This song caused a great deal of controversy because of its explicit references to "Immigrants and faggots" and its use of a certain racial epithet. The song led to the group being banned from an AIDS benefit concert in New York. Front man Axl Rose apologized in advance for causing offense on the album sleeve. Later he went further, explaining exactly why he wrote the song.
In an August 1989 interview with the magazine Rolling Stone, Rose said the song was written in the apartment of West Arkeen, "who's like the sixth member of the band." It was inspired partly by his experience of the Los Angeles Greyhound bus station and seeing people getting ripped off by street hustlers - hence the unflattering reference to young black men.
The verse about "Immigrants and faggots" referred to being treated by immigrant workers in convenience stores like you don't belong, something that clearly rubbed this "small town white boy" up the wrong way.
Regarding specifically "Faggots," Rose said, "I've had some very bad experiences with homosexuals" adding that when he was hitchhiking as a teenager a homosexual tried to sodomize him, which led to the man ending up on the wrong end of Axl's razor. Rose was born in Lafayette, Indiana on February 6, 1962, and had a turbulent youth which was colored by some very negative experiences including this encounter.
In a second interview with the same magazine, in April 1992, Rose said "I've had my share of dealings with aggressive gays, and I was bothered by it."
Rose is no racial bigot; the band's guitarist, Slash, was born July 23, 1965, the son of a white Englishman and a black American woman.
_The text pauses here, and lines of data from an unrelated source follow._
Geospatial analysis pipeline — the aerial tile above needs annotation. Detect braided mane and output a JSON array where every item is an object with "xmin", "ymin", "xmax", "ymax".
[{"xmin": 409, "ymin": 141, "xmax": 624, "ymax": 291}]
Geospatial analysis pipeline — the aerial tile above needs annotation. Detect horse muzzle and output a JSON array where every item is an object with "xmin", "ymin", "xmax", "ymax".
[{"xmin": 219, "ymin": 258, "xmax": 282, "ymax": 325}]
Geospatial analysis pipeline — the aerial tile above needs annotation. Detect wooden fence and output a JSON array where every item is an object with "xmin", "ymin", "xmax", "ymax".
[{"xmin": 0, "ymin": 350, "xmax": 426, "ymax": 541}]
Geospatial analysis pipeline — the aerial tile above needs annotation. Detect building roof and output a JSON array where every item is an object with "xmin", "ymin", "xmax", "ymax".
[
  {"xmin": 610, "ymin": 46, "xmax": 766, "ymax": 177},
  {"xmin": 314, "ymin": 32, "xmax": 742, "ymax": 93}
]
He grew up in Stoke-on-Trent but later moved to California where the band was formed, and although he was no juvenile delinquent he is clearly cut from the same cloth as Rose.
Slash recalled to Q magazine April 2010 the fight he had with Rose about recording this song: "We had a big disagreement about it, and the more I argued about it, the more adamant he was about putting it out there. It probably says a lot about our relationship.
I'm sure he was aware of my heritage, but at the same time he had his own point of view that he was trying to put across, which he's spoken about plenty. I wasn't surprised at the level of controversy it caused. There'd been a lot of attention towards homosexuality at that time and as always - to racism and stuff, and I think the tone of that song was offensive. It didn't shock me that it was so controversial. It was just the way it was put, the words it used.
I'm not one to harbor regrets. I didn't agree with it when it came out and still don't, but no one really cares about it any more. It was unfortunate at the time, but it is what it is and what's done is done. You know what, I don't think about it any more. It was a big deal when it came out but I haven't heard it in so long. I don't think it did us any harm, not in the long run."
Despite his bad experiences with homosexuals, Axl performed Bohemian Rhapsody
with Elton John at the 1992 "Concert For Life" at Wembley Stadium. The concert was a tribute to Queen lead singer Freddie Mercury, who died of AIDS the year before.
Alexander Baron - London, England, for all above
The song was cut from the band's 2018 Appetite for Destruction: Locked N' Loaded
edition due to its controversial lyrics. Slash told Rolling Stone
: "We collectively decided that it just didn't have any place in that box set. It didn't take long. There wasn't a big roundtable thing over it."
This song caused some tension when Guns N' Roses and the African-American rock band Living Colour were on the same bill as openers for The Rolling Stones for four nights in October 1989. Living Colour guitarist Vernon Reid was asked about the song in a radio interview leading up to the shows, and he denounced it (Reid wasn't happy about being asked about that song instead of queried on his band's material). Rose responded on stage the first night in a clumsy rant where he said, "All you people calling me a racist, shove your head up your f--king ass." Reid responded the next night, telling the crowd, "If you don't have a problem with black people, then don't call them 'ni--ers.' I never met a ni--er in my life."